The Christmas Cactus' native environment is tropical, not desert like the name "cactus" suggests. Christmas cactus and the other holiday cacti are native to the Organ Mountains in Brazil. They are forest cacti that are used to growing in the lush understory of tropical forests.

Considering that their native habitat is tropical forests, Christmas cactus can tolerate more water than you might expect, storing it in their succulent leaves. However, too much water will cause root rot to set in. At the other extreme, too little water will cause wilting, flower bud drop and even death of the whole plant in extreme cases.

Unlike their desert relatives, these cacti cannot tolerate intense full sun. Full sun will actually burn the leaves.
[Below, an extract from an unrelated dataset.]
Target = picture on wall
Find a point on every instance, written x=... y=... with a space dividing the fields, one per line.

They perform far better under indirect but bright light.

Christmas cactus will be happy in typical winter home temperatures, but a cooler location (50 to 55 degrees) will allow flowers to last longer. In summer place the plant outdoors in a sheltered location that receives bright indirect light if at all possible.

As a rule of thumb drafts, sudden changes in lighting or watering schedules may cause a Christmas cactus to drop unopened flower buds. If you have to change the environment of a Christmas cactus, do it as gradually as is reasonably possible.

Most Christmas cactus seem to do better when a little root-bound in their pot, but if you feel you must re-pot, use a potting mix that is well-draining, such as a mix designed for cactus. To me, some of the commercial cactus mixes are a bit too sandy for Christmas cactus, so I have been known to deliberately mix in at a bit of general purpose potting mix to increase the organic matter in the mix slightly. I would recommend about two parts cactus mix to one part general purpose potting mix if your cactus mix is very sandy. The mix is still well-draining, and the Christmas cacti seem to do very well.

Christmas cactus is also a great pass-along plant. The leaves grow with distinct joints between leaves, and can be easily separated. If you let the broken end dry out for a day or two, then plant it in a pot of its own, it will root readily. Planting multiple segments in one pot will help produce a fuller looking display and will not hurt the individual plants one bit.

I have heard from people who have had the same plant in their family, or descendents of the same plant for over one hundred years. A friend gave me a gift a couple of years ago of a plant started from the plant her great-grandmother grew. These really are plants with longevity, not disposable plants like some blooming houseplants seem to be.

The question I get often is how to get the Christmas cactus to re-bloom. It can be really easy, or really tedious, it just depends how much time you want to devote to the effort.

I stumbled on the secret that convinced my own Christmas cactus to produce tons of flowers. My first plant, purchased while I was in high school, had occasionally thrown out a bloom or two in the years after I bought them, but it was nothing really impressive. I read about the plant needing twelve hours of darkness each day for 6-8 weeks and was discouraged, knowing in all likelihood I'd have trouble remembering to keep that schedule.

That same plant purchased in high school was still alive and kicking when I was in graduate school at the University of Illinois. I typically placed my Christmas cactus out on my apartment's balcony along with my other houseplants each summer.

When the fall semester had started, the weather turned cooler, and I was too busy to bring my houseplants, including the Christmas Cactus, in from their summer outdoors. When I finally brought the plants in on a night when a freeze was predicted, I noticed the Christmas Cactus was covered in flower buds. Not just a few, but the end of every arching branch had one or even two buds.

It turns out that the cooler and longer nights of early fall are the environmental trigger for flower development in the Christmas Cactus. Cooler nights (50-55 degrees) actually eliminate the need to have a rigid light/dark schedule. My forgetfulness actually paid off for once!